As the entire purpose of embedded Linux in many cases such as industrial control, automotive control, and other similarly time-sensitive areas often is to have real-time capable control with an OS-level software stack, it follows, naturally, that one would want to write real-time software on Linux.
Before I start, note that the main external reference for this section is The Linux Foundation’s wiki. However, Linux documentation should always be referenced in all cases, and since the aforementioned wiki is rather lacking in some information, a lot of this comes from my own testing and experience.
As with all real-time systems, you should experiment, do your homework, and test what works best for you rather than blindly following what someone online said will work. This worked for me, and should work in most or all other cases, but may not be appropriate for your use case.
I encourage you to read this excellent paper written by Pale E McKenney of the IBM Linux Technology Center. This paper explains how to choose whether you want a real-time kernel (using the PREEMPT RT patches and the like) or a standard “real fast” kernel (the sort an average desktop user might use). There are benchmarks, code samples, and hard data explaining when to choose each.
Here’s a few quick details:
Now that you should be fully aware of which to choose (or at least have some inkling that you should choose one or the other, but may need to do more testing), we can get on with the real-time stuff.
As always, the Linux manual pages are a great source of information for all things Linux. I will refer to them as we go, so you will want to be cross-referencing with them as well.
Linux has a whole bunch of different scheduling types. The real-time scheduling options are FIFO, RR, and most recently, DEADLINE. These are explained in great detail in sched(7), so I will not go into a lot of detail here. The basic concepts are that for a real-time system without EDF (earliest-deadline-first) scheduling, you will want to use FIFO: first in, first out. The real-time priorities on Linux are given priorities 0-99, with the exception of DEADLINE, which is higher priority than the others and can (and will) preempt them as necessary to meet the task’s deadline.

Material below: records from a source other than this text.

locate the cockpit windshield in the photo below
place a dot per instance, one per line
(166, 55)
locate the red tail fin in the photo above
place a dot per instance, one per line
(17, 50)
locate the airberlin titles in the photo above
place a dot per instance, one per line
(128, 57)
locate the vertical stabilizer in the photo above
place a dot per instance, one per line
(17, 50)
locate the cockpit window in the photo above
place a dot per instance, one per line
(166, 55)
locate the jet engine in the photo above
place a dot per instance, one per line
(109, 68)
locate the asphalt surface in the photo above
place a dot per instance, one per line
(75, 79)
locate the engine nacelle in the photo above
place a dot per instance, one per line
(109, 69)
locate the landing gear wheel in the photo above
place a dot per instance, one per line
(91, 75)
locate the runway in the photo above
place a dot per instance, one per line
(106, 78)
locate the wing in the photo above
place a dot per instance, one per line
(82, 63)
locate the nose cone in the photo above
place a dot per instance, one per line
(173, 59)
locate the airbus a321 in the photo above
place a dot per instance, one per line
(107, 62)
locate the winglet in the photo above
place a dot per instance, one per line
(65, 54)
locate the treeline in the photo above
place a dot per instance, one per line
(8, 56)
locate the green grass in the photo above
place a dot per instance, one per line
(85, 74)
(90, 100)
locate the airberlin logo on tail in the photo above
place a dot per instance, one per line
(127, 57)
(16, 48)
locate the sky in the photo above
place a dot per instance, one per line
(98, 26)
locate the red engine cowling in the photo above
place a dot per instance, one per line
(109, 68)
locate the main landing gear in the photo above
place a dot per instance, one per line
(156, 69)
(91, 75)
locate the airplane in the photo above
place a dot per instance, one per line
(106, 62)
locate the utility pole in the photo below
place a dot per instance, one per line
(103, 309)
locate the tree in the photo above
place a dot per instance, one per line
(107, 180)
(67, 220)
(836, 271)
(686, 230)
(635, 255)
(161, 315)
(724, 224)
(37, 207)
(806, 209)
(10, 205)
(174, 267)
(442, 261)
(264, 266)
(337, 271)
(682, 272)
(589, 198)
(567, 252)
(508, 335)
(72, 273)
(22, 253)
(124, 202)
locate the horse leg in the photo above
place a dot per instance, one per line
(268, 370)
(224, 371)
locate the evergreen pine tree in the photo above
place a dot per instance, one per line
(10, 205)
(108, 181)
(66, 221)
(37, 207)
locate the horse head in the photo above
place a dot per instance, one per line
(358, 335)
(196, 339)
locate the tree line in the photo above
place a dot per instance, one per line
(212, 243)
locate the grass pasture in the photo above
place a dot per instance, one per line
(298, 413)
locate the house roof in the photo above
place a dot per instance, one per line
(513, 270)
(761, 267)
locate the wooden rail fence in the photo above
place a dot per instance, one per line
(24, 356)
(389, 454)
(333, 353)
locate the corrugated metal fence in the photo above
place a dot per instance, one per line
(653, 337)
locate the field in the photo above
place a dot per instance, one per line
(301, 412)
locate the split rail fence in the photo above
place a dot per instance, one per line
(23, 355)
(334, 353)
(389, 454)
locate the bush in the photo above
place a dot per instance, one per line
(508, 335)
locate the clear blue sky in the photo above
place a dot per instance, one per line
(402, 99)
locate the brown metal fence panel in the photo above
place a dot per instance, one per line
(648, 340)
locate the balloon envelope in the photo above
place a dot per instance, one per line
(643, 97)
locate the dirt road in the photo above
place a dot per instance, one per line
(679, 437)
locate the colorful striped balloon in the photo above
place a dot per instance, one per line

The most straightforward way of doing real-time scheduling (and likely the most common) on Linux is to use FIFO. Your real-time tasks should avoid doing extensive I/O when possible and should spend as little time as possible doing blocking operations when you can avoid it, such that other threads with lower priority can do their work without being preempted all the time. Additionally, it’s commonly recommended not to give a task priority 99, as this priority will compete with interrupt handlers and the like, causing a lot of slowdowns. Instead, max your tasks out at 98 when using FIFO or RR scheduling.
As usual, in accordance with best practices, you should avoid memory allocation in hot paths of real-time tasks. You should use statically allocated memory when possible, or if you must use dynamic allocation, you should allocate it ahead of time as much as possible. At the very least, you should allocate a pool of memory to use later on if you must.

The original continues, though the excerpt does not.